It’s winter and once again we’re being asked to “Save the Vulcan!” It seems like groundhog day with the Vulcan to the Sky trust in financial dire straits. The staff at the Vulcan to the Sky Trust are again on a months notice pending the results of another fundraising campaign. It all seems pretty grim.
Unfortunately, the Vulcan was made airworthy just in time for one of the deepest economic downturns in history. Sponsorship for such a project has proved very hard to come by despite some very high profile campaigns and appearances at some of the countries biggest airshows. Ever since it make it’s first test flight, the Vulcan has been almost entirely dependant in public donations to keep flying. It has been an amazing feat of will-power and public support that has kept the Vulcan flying.
The Vulcan has had a profound effect on UK airshows. While it may not have been totally responsible for the massive crowds that most shows have enjoyed in the last couple of years, it certainly has contributed. The Vulcan does attract significant media interest for the shows which can only boost crowd numbers and as well as attracting a band of ever enthusiast supporters. Indeed, Bournemouth Council put a large part of the success of it’s show to the Vulcan’s three appearances during the air festival. The sheer presence of this emotive aircraft has always turns heads, particularly the final “howl” as the Vulcan spirals into the heavens at the end it’s displays.

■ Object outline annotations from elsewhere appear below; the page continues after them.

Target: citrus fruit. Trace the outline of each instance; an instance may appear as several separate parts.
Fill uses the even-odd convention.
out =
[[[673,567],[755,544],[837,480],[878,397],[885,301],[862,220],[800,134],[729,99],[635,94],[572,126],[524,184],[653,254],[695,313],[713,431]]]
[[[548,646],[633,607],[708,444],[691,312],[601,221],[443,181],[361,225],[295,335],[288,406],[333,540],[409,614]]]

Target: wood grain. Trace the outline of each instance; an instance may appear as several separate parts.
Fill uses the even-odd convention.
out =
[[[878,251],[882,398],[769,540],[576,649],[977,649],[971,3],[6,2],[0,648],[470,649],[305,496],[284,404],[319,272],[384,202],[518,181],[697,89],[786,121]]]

The season however, wasn’t without it’s low points. The first couple of weeks of July 2009 were particularly trying with issues with the aircraft’s “Permit to Fly” preventing displays at Waddington and combined technical issues (brakes) and poor weather preventing a display at Yeovilton. However, after that the Vulcan made some spectacular airshow appearances and it has enjoyed some superb support from the public.

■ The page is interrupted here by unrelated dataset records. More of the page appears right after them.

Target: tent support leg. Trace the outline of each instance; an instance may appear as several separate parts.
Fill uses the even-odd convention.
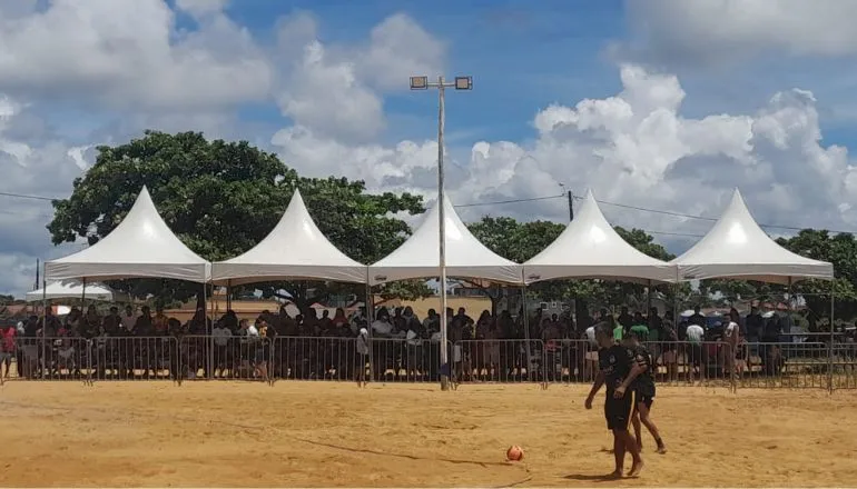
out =
[[[830,347],[827,352],[827,391],[834,393],[834,308],[835,308],[836,279],[830,280]]]
[[[522,321],[521,323],[524,326],[524,343],[525,343],[525,350],[526,350],[526,363],[524,367],[526,368],[526,379],[533,380],[533,369],[532,366],[532,357],[530,351],[530,312],[526,308],[526,285],[521,286],[521,316]]]
[[[39,367],[41,370],[41,377],[42,379],[48,377],[48,338],[47,338],[47,330],[48,330],[48,276],[47,272],[47,263],[42,262],[42,273],[41,273],[41,362],[39,362]]]

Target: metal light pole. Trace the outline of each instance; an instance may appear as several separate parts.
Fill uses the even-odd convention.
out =
[[[472,90],[472,77],[455,77],[455,81],[445,81],[443,76],[437,81],[428,81],[428,77],[411,77],[411,90],[437,89],[437,230],[440,240],[439,268],[441,279],[441,389],[450,389],[450,378],[445,372],[452,372],[450,365],[450,351],[446,348],[446,216],[445,198],[443,192],[443,126],[444,126],[444,93],[447,88],[455,90]]]

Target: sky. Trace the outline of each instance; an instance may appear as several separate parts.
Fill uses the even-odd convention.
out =
[[[8,193],[68,197],[95,146],[145,129],[246,139],[302,174],[431,201],[437,98],[408,90],[415,74],[473,77],[446,97],[465,221],[567,221],[562,192],[591,189],[613,224],[681,252],[739,188],[772,236],[855,231],[855,14],[840,0],[0,0],[0,293],[79,249],[50,243],[49,201]]]

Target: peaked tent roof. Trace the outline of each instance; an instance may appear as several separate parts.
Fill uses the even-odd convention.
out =
[[[759,228],[738,189],[715,227],[684,255],[671,261],[683,280],[733,278],[772,283],[830,280],[834,266],[792,253]]]
[[[265,239],[239,257],[211,265],[215,283],[285,279],[366,282],[366,266],[352,260],[327,240],[309,217],[297,190]]]
[[[562,234],[524,263],[524,276],[528,283],[560,278],[668,282],[676,280],[676,266],[649,257],[622,239],[589,191]]]
[[[471,234],[449,198],[444,199],[446,275],[485,279],[501,283],[521,283],[522,267],[494,253]],[[420,228],[395,251],[370,267],[372,285],[437,277],[440,253],[440,207],[425,213]]]
[[[45,279],[164,278],[206,282],[209,267],[170,231],[144,187],[116,229],[82,251],[45,263]]]
[[[86,293],[85,293],[86,292]],[[53,282],[39,290],[27,292],[24,300],[27,302],[38,302],[45,299],[70,299],[86,297],[92,300],[114,300],[115,293],[110,288],[100,283],[83,285],[77,280]]]

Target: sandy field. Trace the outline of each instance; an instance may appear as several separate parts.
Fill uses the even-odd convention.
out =
[[[0,486],[857,486],[857,392],[661,388],[639,479],[585,386],[8,382]],[[851,428],[848,428],[851,426]],[[523,462],[505,462],[521,445]],[[630,467],[630,460],[627,465]]]

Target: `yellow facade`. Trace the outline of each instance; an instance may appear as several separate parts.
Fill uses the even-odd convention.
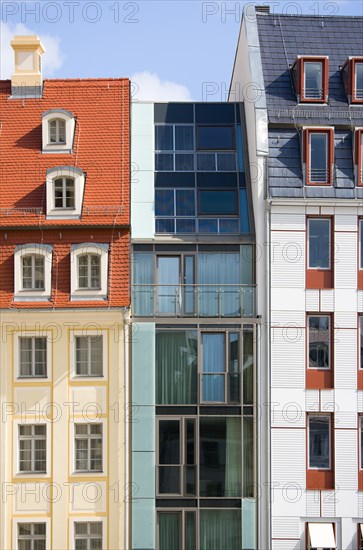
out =
[[[96,319],[96,321],[94,321]],[[18,522],[46,523],[47,549],[74,548],[74,522],[102,522],[103,547],[124,548],[124,318],[121,310],[1,312],[0,548]],[[75,376],[75,336],[102,336],[103,376]],[[19,338],[47,338],[47,378],[19,378]],[[75,424],[102,424],[102,471],[75,473]],[[19,471],[19,425],[46,426],[46,473]]]

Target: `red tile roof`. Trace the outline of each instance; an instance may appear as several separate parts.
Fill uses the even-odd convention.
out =
[[[129,80],[45,80],[41,99],[10,99],[10,92],[10,81],[0,81],[0,224],[129,225]],[[72,154],[41,152],[42,113],[56,108],[75,116]],[[55,166],[86,173],[81,220],[45,219],[46,170]]]

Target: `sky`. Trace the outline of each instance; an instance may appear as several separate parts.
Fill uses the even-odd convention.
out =
[[[225,101],[247,3],[0,0],[0,77],[11,76],[12,37],[36,34],[45,78],[128,77],[137,100]],[[363,0],[257,3],[274,13],[363,15]]]

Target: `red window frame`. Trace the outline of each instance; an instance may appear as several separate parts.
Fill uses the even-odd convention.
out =
[[[355,70],[359,63],[363,63],[363,56],[349,57],[342,67],[345,93],[350,103],[363,103],[363,99],[357,98],[355,87]]]
[[[321,62],[323,66],[323,78],[322,78],[322,97],[310,98],[305,97],[305,63]],[[298,96],[299,103],[326,103],[329,97],[329,57],[317,56],[317,55],[302,55],[298,56],[293,67],[293,76],[295,84],[295,92]]]
[[[363,187],[363,128],[357,128],[355,131],[354,149],[357,186]]]
[[[304,128],[304,154],[303,161],[305,164],[305,182],[306,185],[313,186],[331,186],[333,184],[333,168],[334,168],[334,128]],[[327,139],[327,178],[325,182],[313,181],[310,178],[310,136],[312,134],[326,134]]]
[[[309,267],[309,220],[330,220],[330,266],[329,269]],[[314,289],[334,288],[334,216],[307,216],[306,217],[306,273],[305,287]]]
[[[330,417],[330,468],[317,469],[310,468],[309,466],[309,417],[317,416],[329,416]],[[323,491],[328,489],[334,489],[334,469],[335,469],[335,456],[334,456],[334,414],[329,412],[314,412],[306,414],[306,489]]]

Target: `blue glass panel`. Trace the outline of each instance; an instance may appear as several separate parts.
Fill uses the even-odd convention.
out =
[[[239,233],[239,222],[237,219],[227,218],[219,220],[220,233]]]
[[[175,126],[175,150],[194,151],[194,126]]]
[[[198,220],[199,233],[218,233],[218,220]]]
[[[177,190],[176,215],[195,216],[195,192],[192,189]]]
[[[173,127],[155,126],[155,151],[173,150]]]
[[[194,155],[179,153],[175,155],[175,170],[188,172],[194,170]]]
[[[216,156],[214,153],[198,153],[197,170],[199,172],[215,172]]]
[[[247,202],[247,190],[240,189],[240,216],[241,216],[241,233],[250,233],[250,220],[248,215],[248,202]]]
[[[174,155],[157,153],[155,155],[155,170],[170,172],[174,170]]]
[[[174,224],[174,220],[158,219],[155,222],[155,231],[156,233],[174,233]]]
[[[234,153],[219,153],[217,155],[218,172],[235,172],[236,155]]]
[[[174,216],[174,191],[172,189],[156,189],[155,215]]]
[[[195,233],[195,220],[191,218],[176,220],[177,233]]]
[[[309,220],[309,267],[330,267],[330,220]]]
[[[199,126],[198,149],[234,149],[234,126]]]
[[[199,215],[225,216],[237,213],[238,202],[235,191],[199,191]]]

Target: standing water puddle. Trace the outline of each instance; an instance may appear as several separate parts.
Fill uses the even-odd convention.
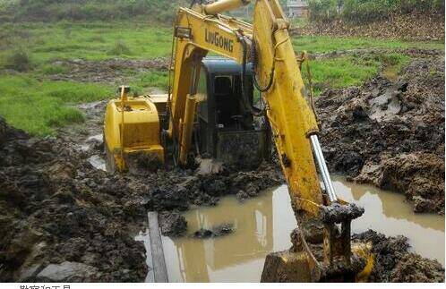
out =
[[[370,228],[389,236],[404,234],[412,251],[444,266],[443,217],[414,214],[401,194],[347,183],[340,176],[333,181],[339,197],[365,208],[353,221],[354,233]],[[217,207],[190,210],[184,217],[188,234],[223,223],[233,224],[236,231],[204,240],[163,237],[169,282],[259,282],[266,255],[288,249],[289,234],[296,226],[285,185],[244,203],[223,198]],[[144,235],[138,239],[148,242]]]

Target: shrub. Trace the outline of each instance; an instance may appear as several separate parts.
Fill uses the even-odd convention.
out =
[[[366,22],[387,19],[395,13],[444,13],[443,0],[309,0],[308,6],[311,19],[317,21],[338,17]]]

But all the summer’s fund-raising has not been enough to secure the future of the project. There’s been plenty of critism of the Vulcan to the Sky Trust (VttS), mainly on internet forums and even media such as Twitter and Facebook! Many good valid points have been made but much of it is unfounded. Opportunities have been missed with the fund-raising, notably a very late start for the 2010 fund raising campaign that really should have been running way before the end of the 2009 display season. However, the Civil Aviation Authority have been very positive about the VttS’s approach to the operation of the Vulcan. In a recent interview on key.aero Padhraic Kelleher, head of Airworthiness with the CAA, commented about the “Permit to Fly” issues at Waddington and VttS’s approach to the problems; “They behaved impeccably, and just what you would hope for an organisation that’s in charge of such a fabulous symbol.”
I think it’ll be a huge shame if the Vulcan were not to make it to the 2010 display season. Airshows will survive without the aircraft but the displays would be greatly missed. However you view the Vulcan to the Sky trust, you cannot escape the fact that the Vulcan is a hugely expensive aircraft to operate and any operator would be struggling without massive financial support.
Whether the Vulcan flies or not in 2010 depends on whether the masses really want the aircraft to fly again. If it goes, it’s likely to go forever and end up being a lifeless museum exhibit rather than an inspirational and exciting living example of British engineering at it’s best.